In 2007, Protective Life celebrated its 100th anniversary, just one year after its acquisition of Chase Insurance Group in 2006.

In 2010, Protective life acquired Alabama-based life insurance company, United Investors Life Insurance Company from Torchmark.

In 2013, Protective's principal subsidiary, Protective Life Insurance Company, completed the acquisition of MONY Life Insurance Company and reinsured certain policies of MONY Life Insurance Company of America. The total transaction price was $1.06 billion.

Protective Life Corporation was acquired by The Dai-ichi Life Insurance Company, Limited (Tokyo, Japan) on February 15, 2015.

On July 1, 2017, Rich Bielen became Protective's 7th president and chief executive officer.

On June 1, 2019, Protective closed its largest transaction to date to acquire via reinsurance substantially all of the individual life and annuity business of Great-West Life & Annuity Insurance Company.

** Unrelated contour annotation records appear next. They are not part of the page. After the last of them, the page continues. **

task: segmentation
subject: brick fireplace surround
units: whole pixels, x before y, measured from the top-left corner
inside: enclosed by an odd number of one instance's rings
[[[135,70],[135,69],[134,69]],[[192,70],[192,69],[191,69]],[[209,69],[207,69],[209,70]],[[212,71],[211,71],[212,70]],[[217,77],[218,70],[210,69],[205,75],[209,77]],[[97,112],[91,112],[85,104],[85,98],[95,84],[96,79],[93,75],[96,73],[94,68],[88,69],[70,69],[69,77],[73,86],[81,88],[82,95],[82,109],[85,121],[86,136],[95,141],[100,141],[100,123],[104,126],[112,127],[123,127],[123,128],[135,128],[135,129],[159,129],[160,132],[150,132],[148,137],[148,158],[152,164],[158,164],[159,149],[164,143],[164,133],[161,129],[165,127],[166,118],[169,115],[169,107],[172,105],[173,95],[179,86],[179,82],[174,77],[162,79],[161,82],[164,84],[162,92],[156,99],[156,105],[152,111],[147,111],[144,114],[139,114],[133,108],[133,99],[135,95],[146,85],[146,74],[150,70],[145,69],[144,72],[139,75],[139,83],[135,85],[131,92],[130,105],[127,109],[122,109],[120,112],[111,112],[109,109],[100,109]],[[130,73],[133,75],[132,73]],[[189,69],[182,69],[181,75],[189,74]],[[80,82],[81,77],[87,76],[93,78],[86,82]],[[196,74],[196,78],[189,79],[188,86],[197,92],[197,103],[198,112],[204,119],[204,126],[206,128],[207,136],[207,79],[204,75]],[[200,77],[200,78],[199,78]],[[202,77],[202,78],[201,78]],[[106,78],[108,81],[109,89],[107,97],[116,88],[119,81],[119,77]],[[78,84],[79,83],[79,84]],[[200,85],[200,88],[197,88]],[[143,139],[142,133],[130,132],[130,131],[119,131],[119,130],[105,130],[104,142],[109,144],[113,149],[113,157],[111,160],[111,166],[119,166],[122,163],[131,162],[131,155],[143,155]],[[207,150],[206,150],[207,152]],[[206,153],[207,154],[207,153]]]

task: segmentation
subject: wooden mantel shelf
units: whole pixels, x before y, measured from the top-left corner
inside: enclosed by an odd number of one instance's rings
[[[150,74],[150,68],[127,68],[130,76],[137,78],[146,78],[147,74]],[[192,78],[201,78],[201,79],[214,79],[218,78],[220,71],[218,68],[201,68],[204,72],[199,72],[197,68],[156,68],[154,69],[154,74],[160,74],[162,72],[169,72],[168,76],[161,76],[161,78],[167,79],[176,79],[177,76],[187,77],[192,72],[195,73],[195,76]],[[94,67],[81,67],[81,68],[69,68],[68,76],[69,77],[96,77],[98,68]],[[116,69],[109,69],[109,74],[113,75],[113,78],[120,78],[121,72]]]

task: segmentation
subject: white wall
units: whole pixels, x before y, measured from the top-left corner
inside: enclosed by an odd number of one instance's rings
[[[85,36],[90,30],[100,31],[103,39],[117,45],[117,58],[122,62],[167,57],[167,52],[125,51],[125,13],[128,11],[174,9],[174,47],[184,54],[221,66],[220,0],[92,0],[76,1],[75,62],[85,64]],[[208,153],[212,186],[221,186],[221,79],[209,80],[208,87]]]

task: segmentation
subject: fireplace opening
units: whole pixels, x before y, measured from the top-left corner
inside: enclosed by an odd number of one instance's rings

The acquisition represented an estimated capital investment of approximately $1.20 billion.

Protective Life has offices in Alabama, Missouri and Kentucky.
===Leadership and board of directors===
Protective Life Corporation leadership includes Richard J. Bielen (President and CEO), Steve Walker (Vice Chairman, Finance and Risk), Scott Adams (EVP, Chief Transformation and Strategy Officer), Mark Drew (EVP, General Counsel and Secretary), Lance Black (EVP, Acquisitions and Corporate Development), Paul Wells (EVP and CFO), Phil Passafiume (EVP, Chief Investment Officer), Wade Harrison (EVP, Chief Retail Officer) and Wendy Evesque (EVP and CHRO).

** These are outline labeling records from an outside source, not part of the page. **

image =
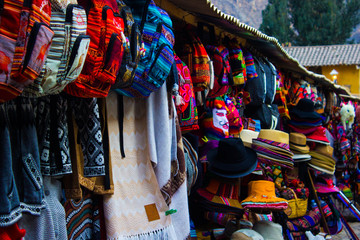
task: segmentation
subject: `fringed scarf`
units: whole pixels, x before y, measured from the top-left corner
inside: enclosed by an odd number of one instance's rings
[[[170,209],[178,240],[190,235],[185,156],[176,109],[166,85],[146,100],[150,159],[161,193]]]
[[[118,101],[115,93],[106,99],[113,163],[114,195],[104,197],[107,239],[176,239],[166,205],[149,158],[145,100],[123,98],[125,158],[121,158]],[[145,206],[152,206],[147,208]],[[158,214],[158,215],[157,215]]]

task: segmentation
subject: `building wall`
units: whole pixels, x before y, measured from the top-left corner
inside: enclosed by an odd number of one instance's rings
[[[322,74],[332,80],[330,72],[335,69],[339,74],[337,82],[339,85],[349,87],[352,94],[360,94],[360,69],[356,65],[323,66]]]

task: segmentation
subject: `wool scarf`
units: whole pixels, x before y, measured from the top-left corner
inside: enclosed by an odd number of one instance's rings
[[[104,196],[107,239],[176,239],[149,158],[145,100],[123,98],[124,158],[120,153],[118,104],[116,93],[110,92],[106,106],[114,195]]]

The company's board of directors includes Michael J. Morrissey (chair), Richard J. Bielen, Stephen Barnham, Dawn Bulgarella, Joseph Guastella, Bruce Koepfgen, Jesse J. Spikes, Satoshi Takemoto, Mark Tarr, William A. Terry and W. Michael Warren Jr.. The board of Protective Life Corporation (“PLC”) is composed of eleven directors, four of whom are affiliated with the company and its subsidiaries, and eight who are independent. The independent directors are Michael J. Morrissey, Dawn Bulgarella, Joseph Guastella, Bruce Koepfgen, Jesse J. Spikes, Mark Tarr, William A. Terry and W. Michael Warren Jr.

===Operations===
The company offers plans in:

- Life insurance, including universal life, variable universal life, and bank-owned life insurance products offered through a network of brokers, stockbrokers and independent marketing organizations.
- Annuities, including fixed and variable annuity products sold through broker-dealers, financial institutions and brokers.
- Stable value products, including fixed and floating-rate funding agreements sold to the trustees of municipal bond proceeds, institutional investors, bank trust departments and money market funds.
- Asset protection, marketing extended service contracts and credit life and disability insurance to protect consumers’ investments in automobiles, watercraft and recreational vehicles.
- Acquisitions, consisting of policies originated by other companies and later acquired by Protective. The segment's primary focus is on life insurance policies and annuity products that were sold to individuals.

===Sponsorships===

In April 2019, Protective Life was announced as the naming sponsor for a 47,000-seat football stadium on the grounds of the Birmingham–Jefferson Convention Complex that opened on October 2, 2021. Protective Stadium is new home for UAB Blazers football, replacing Legion Field.

==Philanthropy==
The company established the Protective Life Foundation, which supports education and healthy development of at-risk youth. In addition, the foundation engages charitable activities to cultural organizations, civic and community initiatives, human services groups, and the United Way.